En el momento en que tomo otras fotografías de la plazoleta, un hombre aparece de improvisto frente a mí y me pide dinero, le finjo que no tengo y lo miro con recelo, sosteniendo con fuerza mi cámara pero sin demostrarle miedo. Él insiste una vez más en que le dé, aunque sea, una moneda y le repito que no tengo, le digo que ando sólo con los dos mil pesos del pasaje para el bus, lo que por obvia razón él no se cree mientras espera que yo le dé algo. De repente me entra la curiosidad y me dispongo a entablar una conversación con él, así que le pregunto con tranquilidad el porqué de su situación. Él, con un aspecto de abatimiento empieza a contarme su historia. Me responde que es por una mujer a quien le entregó y lo perdió todo con el sueño de formar un hogar, se fueron a vivir juntos hace cinco años y desde ahí empezaron el camino hacia la autodestrucción. Ella, cuyo nombre nunca me dice, es de Cúcuta, es trabajadora sexual y consume drogas.  

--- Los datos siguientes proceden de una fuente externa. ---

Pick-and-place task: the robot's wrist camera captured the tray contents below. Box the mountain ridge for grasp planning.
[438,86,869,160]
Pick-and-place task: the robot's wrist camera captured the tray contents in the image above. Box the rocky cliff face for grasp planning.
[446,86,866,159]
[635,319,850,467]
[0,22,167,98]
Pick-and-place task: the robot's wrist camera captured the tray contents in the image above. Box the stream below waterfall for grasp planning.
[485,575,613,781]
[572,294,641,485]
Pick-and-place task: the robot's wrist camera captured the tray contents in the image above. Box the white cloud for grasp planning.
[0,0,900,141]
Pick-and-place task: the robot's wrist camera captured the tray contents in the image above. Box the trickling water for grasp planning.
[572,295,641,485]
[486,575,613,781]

Antes de continuar con el relato me hace caer en la cuenta que aún no nos hemos presentado. Se llama Javier y tiene 23 años. “La conocí puteándose en un hotel”, continúa con toda naturalidad, y que lo hace tanto por necesidad como por ambición. Ella comenzó a insinuársele, le decía que lo deseaba y quería una relación con él; Javier, inocente y cansado de la soledad de la calle, creyó en ella. Estuvieron juntos ocho meses hasta que ella lo dejó. Javier me cuenta esto con la voz entrecortada y al verlo impotente, prefiero cambiar de tema y que me hable de otra cosa. No habla con su familia desde que dejó su casa en el barrio Pedregal a los 19 años. Entre otras cosas habla de cómo es su vida en la indigencia. Vivir en la calle lo ha dejado varias veces al borde la de la muerte. Me cuenta que hay habitantes de calle que son capaces de matarse entre ellos mismos por robarse el poco dinero que consiguen para conseguir algo de comida pero, principalmente, para comprar bazuco. 

En los últimos dos meses ha recibido dos puñaladas, una en la espalda y otra cerca al corazón, la primera casi lo deja inválido. Javier asegura que cuando logra reunir algo de dinero, compra comida y, lo que le sobra, en sus propias palabras, “se vuelve humo”. Impresionado por lo que me cuenta, me quedo por un instante sin saber qué decir, tratando de hacer otra pregunta que no me haga quedar como tonto frente a él. Y, justo cuando quiero continuar escuchándolo, se acerca un policía a prevenirme y me pide que me aleje de él, yo le explico que no pasa nada malo, pero Javier, temiendo meterse en problemas, prefiere despedirse y alejarse. Me queda la incertidumbre de conocer el resto de su historia, lo cual me decepciona, entonces continúo recorriendo la plazoleta y, entretanto, veo que Javier sigue rogando por monedas ante la negativa de la gente. Yo me quedo pensando en todo lo que él acaba de contarme, tomo algunas fotos más y guardo mi cámara ante la advertencia de otros cuatro policías sobre el peligro al que me expongo. Sin duda fue un día inolvidable, el primero en el que aprendí a mirar con otros ojos la cruda realidad de la vida en las calles de la ciudad.